Hateful and harmful messages are so widespread online that the problem is not specific to any culture or country, nor can such content be easily classified under terms like "hate speech" or "extremism": it is too varied. Even the people who produce harmful content, and their motivations for doing so, are diverse. Online service providers (OSPs) have built systems to diminish harmful content, but those are inadequate for the complex task at hand and have fundamental flaws that cannot be solved by tweaking the rules, as the companies have been doing so far. The stakeholders who have the least say in how speech is regulated are precisely those who are subject to that regulation: internet users. "I've come to believe that we shouldn't make so many important decisions about speech on our own," Mark Zuckerberg, the CEO and a founder of Facebook, wrote last year. He is correct.

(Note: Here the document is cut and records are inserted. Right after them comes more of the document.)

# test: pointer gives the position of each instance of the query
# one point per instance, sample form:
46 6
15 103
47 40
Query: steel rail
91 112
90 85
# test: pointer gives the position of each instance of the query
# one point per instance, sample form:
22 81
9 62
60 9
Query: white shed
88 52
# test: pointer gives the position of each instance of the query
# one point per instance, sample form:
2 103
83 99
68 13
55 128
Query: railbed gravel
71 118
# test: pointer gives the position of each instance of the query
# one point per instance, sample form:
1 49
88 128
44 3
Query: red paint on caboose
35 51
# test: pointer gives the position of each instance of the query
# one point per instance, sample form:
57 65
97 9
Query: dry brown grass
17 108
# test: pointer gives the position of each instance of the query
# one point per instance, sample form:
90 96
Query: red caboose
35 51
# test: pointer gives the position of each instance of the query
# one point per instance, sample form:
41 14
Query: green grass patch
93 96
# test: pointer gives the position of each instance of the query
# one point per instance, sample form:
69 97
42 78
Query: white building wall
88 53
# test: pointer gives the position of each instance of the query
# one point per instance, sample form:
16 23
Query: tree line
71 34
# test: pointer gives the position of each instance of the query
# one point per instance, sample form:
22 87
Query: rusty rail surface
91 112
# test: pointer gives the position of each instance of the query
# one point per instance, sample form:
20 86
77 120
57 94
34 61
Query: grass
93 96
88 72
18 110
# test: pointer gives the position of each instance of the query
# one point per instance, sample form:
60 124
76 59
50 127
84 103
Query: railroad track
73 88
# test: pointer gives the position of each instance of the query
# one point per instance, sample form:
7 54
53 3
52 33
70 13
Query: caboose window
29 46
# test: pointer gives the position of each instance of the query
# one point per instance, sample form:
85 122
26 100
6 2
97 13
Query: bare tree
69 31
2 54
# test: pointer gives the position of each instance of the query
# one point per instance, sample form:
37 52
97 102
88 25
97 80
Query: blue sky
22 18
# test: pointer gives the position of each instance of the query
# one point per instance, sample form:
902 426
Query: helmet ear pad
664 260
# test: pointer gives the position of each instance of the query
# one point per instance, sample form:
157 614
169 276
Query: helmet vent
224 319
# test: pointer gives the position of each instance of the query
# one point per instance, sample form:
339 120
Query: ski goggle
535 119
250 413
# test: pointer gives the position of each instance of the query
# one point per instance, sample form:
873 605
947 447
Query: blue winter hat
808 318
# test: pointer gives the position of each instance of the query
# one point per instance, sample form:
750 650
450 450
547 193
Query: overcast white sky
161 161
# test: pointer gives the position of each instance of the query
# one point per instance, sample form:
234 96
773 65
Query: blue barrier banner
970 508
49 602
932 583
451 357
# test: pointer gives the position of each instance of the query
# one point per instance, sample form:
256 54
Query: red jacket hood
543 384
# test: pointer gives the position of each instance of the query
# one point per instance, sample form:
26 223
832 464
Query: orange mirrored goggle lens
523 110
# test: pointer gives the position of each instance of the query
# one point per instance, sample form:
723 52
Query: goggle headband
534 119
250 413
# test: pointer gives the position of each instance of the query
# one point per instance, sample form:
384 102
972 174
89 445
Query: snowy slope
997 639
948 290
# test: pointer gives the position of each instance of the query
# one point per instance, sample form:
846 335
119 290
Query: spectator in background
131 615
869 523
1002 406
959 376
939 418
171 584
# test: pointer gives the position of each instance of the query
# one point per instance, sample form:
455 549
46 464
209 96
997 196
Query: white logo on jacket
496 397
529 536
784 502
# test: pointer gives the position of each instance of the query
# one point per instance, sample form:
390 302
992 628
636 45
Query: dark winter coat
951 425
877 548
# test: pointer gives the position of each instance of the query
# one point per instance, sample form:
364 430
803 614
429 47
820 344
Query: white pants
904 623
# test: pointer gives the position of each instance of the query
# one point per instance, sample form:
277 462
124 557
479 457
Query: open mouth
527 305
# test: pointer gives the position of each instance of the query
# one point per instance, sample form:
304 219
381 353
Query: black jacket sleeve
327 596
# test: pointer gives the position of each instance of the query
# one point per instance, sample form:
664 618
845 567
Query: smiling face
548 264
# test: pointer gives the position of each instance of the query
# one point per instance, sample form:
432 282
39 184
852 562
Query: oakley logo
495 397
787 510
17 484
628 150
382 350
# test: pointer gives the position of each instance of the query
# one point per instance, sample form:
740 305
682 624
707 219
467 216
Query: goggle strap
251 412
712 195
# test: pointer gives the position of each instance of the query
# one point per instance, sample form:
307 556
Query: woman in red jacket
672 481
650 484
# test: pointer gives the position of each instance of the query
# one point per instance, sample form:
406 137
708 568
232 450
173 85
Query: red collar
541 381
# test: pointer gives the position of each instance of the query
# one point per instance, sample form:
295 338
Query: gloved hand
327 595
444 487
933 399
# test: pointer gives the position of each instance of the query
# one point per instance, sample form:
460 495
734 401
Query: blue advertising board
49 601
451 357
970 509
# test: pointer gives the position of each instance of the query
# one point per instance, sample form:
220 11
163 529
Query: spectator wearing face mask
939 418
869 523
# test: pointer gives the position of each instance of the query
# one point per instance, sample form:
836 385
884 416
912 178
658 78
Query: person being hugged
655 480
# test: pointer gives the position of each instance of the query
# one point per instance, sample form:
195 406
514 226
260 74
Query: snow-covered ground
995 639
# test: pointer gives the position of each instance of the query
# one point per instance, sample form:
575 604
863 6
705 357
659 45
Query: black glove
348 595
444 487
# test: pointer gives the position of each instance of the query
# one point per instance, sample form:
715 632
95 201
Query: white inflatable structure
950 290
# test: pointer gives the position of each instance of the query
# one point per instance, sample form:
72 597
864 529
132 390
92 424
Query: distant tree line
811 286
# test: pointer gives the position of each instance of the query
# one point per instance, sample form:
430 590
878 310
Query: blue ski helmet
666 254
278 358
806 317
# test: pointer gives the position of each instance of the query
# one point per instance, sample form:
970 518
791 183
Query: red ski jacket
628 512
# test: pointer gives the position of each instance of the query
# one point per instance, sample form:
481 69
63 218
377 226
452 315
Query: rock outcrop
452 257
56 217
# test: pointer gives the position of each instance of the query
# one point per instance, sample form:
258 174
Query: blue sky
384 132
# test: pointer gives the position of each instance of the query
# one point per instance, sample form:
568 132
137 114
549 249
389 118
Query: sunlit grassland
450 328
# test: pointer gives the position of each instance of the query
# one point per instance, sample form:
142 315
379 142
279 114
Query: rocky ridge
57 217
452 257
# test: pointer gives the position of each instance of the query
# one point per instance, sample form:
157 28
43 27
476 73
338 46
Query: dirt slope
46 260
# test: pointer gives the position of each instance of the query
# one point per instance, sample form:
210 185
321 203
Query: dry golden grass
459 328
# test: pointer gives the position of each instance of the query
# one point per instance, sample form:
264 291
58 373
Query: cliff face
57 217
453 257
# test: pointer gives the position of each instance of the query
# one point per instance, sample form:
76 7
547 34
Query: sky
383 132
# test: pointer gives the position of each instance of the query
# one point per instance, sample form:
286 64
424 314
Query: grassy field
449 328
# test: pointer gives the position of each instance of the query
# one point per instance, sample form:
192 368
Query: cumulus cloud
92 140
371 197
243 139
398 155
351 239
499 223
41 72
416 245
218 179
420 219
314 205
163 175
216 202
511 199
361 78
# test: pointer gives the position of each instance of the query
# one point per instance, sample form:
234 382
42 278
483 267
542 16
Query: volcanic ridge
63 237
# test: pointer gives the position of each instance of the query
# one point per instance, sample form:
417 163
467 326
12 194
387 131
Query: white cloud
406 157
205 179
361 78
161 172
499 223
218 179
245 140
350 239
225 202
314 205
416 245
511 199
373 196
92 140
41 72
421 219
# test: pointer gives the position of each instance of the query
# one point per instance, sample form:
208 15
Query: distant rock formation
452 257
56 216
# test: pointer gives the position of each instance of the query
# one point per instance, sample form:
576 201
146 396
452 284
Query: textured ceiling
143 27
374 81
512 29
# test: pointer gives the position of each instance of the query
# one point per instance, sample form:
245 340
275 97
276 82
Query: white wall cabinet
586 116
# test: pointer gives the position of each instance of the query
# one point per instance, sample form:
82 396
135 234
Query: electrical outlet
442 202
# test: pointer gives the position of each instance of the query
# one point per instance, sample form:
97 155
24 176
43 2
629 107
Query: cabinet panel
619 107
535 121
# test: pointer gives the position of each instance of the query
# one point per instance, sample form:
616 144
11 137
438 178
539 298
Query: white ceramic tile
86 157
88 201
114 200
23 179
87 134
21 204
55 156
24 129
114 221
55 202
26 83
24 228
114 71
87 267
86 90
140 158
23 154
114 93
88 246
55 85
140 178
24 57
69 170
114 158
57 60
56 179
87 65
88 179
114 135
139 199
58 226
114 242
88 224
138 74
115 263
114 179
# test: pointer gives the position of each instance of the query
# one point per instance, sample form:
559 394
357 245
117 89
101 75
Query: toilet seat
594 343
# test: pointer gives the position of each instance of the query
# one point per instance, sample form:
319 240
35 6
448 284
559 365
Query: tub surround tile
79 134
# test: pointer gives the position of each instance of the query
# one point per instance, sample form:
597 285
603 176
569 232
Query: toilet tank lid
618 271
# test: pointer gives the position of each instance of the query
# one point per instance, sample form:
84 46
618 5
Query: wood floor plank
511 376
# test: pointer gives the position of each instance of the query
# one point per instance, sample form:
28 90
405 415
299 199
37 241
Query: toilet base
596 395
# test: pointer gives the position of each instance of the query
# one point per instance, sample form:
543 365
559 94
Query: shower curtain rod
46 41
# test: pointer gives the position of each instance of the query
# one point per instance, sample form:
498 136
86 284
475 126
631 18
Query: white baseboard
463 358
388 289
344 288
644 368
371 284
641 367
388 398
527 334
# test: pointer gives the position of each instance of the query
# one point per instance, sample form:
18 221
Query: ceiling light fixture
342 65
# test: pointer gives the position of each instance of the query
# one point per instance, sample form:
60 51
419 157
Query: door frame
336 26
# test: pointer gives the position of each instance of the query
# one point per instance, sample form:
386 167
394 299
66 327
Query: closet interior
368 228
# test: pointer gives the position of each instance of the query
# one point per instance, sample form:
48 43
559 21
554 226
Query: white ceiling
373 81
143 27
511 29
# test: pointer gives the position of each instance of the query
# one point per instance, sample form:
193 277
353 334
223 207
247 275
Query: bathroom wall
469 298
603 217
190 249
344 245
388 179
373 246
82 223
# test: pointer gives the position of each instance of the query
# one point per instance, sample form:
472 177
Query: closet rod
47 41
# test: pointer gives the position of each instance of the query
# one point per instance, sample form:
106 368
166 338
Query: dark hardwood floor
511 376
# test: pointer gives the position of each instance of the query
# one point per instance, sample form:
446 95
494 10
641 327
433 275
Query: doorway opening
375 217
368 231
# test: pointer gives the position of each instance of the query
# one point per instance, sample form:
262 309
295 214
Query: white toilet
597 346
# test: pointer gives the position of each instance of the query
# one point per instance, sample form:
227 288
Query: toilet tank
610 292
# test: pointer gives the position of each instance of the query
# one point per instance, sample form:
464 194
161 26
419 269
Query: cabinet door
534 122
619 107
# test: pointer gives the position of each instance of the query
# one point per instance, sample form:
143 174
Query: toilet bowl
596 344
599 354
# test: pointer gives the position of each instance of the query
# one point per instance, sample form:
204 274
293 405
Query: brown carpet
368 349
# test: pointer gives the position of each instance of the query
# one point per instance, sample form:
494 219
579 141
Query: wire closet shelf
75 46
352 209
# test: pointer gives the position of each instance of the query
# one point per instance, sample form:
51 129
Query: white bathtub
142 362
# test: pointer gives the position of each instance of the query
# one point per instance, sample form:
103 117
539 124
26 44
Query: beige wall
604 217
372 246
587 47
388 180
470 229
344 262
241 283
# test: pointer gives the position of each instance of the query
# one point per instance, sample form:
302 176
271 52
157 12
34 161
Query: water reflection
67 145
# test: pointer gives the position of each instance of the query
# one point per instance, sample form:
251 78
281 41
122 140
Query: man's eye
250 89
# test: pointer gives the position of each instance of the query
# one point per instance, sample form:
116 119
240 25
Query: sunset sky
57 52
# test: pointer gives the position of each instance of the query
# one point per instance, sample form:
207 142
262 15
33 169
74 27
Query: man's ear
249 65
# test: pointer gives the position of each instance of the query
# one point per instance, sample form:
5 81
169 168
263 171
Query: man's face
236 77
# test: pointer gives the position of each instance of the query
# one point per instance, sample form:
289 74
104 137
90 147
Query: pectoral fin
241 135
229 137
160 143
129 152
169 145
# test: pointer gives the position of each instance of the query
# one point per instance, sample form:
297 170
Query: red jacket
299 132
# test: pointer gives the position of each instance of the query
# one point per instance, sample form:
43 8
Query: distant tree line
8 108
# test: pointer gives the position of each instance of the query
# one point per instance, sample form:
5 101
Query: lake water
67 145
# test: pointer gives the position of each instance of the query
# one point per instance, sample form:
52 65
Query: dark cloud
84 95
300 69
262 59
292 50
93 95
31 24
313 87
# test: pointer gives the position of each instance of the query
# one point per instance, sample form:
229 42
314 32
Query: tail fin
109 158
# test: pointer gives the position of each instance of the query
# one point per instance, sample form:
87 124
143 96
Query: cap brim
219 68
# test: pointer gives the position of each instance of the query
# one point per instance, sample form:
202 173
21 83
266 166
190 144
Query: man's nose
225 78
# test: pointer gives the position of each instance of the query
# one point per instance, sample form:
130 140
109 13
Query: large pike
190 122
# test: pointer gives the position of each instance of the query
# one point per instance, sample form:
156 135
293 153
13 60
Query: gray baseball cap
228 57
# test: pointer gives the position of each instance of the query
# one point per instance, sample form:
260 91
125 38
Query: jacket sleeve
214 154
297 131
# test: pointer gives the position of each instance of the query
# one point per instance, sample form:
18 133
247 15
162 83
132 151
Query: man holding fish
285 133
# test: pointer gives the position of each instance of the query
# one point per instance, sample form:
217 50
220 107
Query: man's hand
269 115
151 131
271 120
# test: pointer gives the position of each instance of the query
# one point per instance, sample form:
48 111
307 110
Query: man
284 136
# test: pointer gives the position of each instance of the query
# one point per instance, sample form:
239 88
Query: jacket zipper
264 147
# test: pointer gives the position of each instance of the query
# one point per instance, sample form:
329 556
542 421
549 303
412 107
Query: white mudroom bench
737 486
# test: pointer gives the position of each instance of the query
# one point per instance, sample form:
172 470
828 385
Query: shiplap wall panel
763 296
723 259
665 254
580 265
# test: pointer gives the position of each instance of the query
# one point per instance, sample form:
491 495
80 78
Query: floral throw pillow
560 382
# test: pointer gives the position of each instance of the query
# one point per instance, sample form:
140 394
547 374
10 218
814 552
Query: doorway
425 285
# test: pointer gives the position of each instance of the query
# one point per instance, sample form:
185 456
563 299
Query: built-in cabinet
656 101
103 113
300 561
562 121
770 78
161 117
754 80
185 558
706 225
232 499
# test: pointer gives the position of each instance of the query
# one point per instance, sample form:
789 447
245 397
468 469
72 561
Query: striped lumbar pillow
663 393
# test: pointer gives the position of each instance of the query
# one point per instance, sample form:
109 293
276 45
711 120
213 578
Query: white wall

Daunting though the problem is, there are many opportunities for improvement, but they have been largely overlooked. The widespread distress about it is itself an opportunity, since that means millions of people are paying attention, and it will take broad participation to build online norms against harmful content. Such mass participation is neither far-fetched nor unfamiliar: many beneficial campaigns and social movements have been born and developed thanks to mass participation online.
This paper offers a set of specific proposals for better describing harmful content online and for reducing the damage it causes, while protecting freedom of expression. The ideas are mainly meant for OSPs since they regulate the vast majority of online content; taken together they operate the largest system of censorship the world has ever known, controlling more human communication than any government. Governments, for their part, have tried to berate or force the companies into changing their policies, with limited and often repressive results. For these reasons, this paper focuses on what OSPs should do to diminish harmful content online.
The proposals focus on the rules that form the basis of each regulation system, as well as on other crucial steps in the regulatory process, such as communicating rules to platform users, giving multiple stakeholders a role in regulation, and enforcement of the rules.